Take the board below for example. We need a new 64 tile so the large tiles can be merged into a 32768 tile.

---------------------------------
| 16384 |  8192 |  1024 |     2 |
---------------------------------
|  4096 |  2048 |   512 |     2 |
---------------------------------
|   256 |   128 |    64 |     2 |
---------------------------------
|     2 |     2 |     2 |     2 |
---------------------------------

The goal is to get the new 64 tile right next to the existing 64 tile while moving only the bottom row and the right-most column. It turns out that this can be achieved nearly 80% of the time. Why? Because one can apply the Expectimax algorithm until either the goal or a deadend is reached.

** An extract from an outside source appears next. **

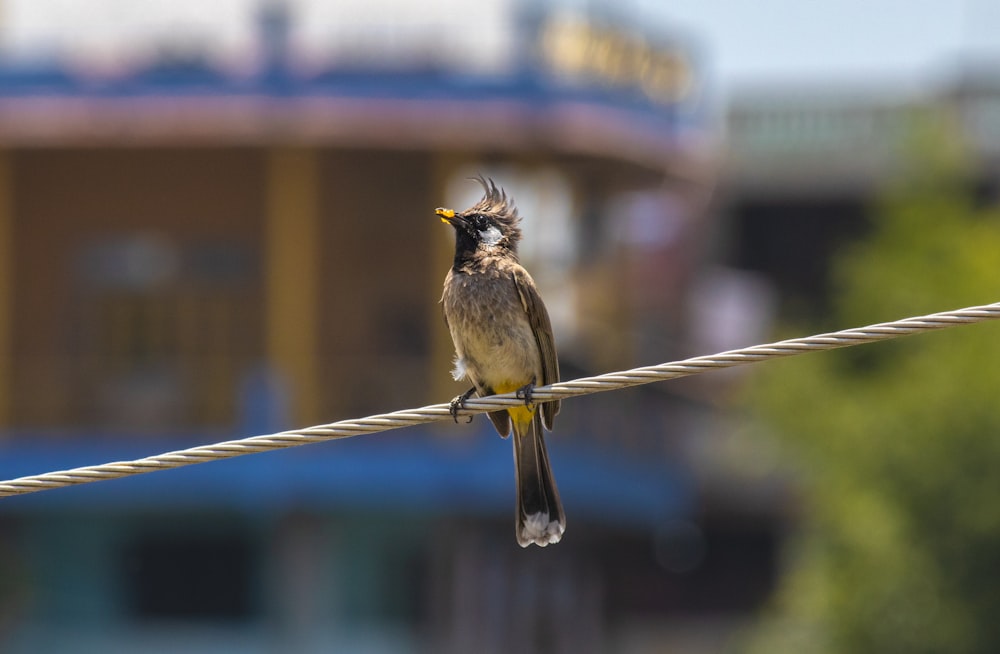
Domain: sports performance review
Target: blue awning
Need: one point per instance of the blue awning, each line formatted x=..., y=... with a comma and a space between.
x=428, y=469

This is usually infeasible during search because it may take many moves to reach the goal or a deadend, way beyond the search depth. However, with dynamic programming, this thorough exploration needs only to be done once. The best move for this board and the moves for all intermediate boards during the exploration are saved for future lookups.

The same idea is extended to have two moving rows and one moving column so building the next 512 tile can be from lookups as well. This greatly improves the strength and the speed of the AI, at the cost of more memory and more time in computing the lookup tables.

Analysis

Here is an analysis comparing Snake Chain and Perimeter Defense Formation strategies with optimal moves, which are produced by utility programs based on the same exhaustive Expectimax algorithm.

Potential improvements

  • The search component has some weakness. Occasionally it gets stuck with the 2048 tile or even lower.
  • Multiple threads can speed up computing the lookup tables.
  • In theory the lookup can be further extended to have two moving rows and two moving columns, given hundreds GB of memory.

References

[1] K. H. Yeh, I. C. Wu, C. H. Hsueh, C. C. Chang, C. C. Liang, and H. Chiang. Multi-stage temporal difference learning for 2048-like games. IEEE Transactions on Computational Intelligence and AI in Games, 2016.

[2] https://github.com/aszczepanski/2048.

[3] H. Guei, L. P. Chen and I. C. Wu, "Optimistic Temporal Difference Learning for 2048," in IEEE Transactions on Games, doi: 10.1109/TG.2021.3109887.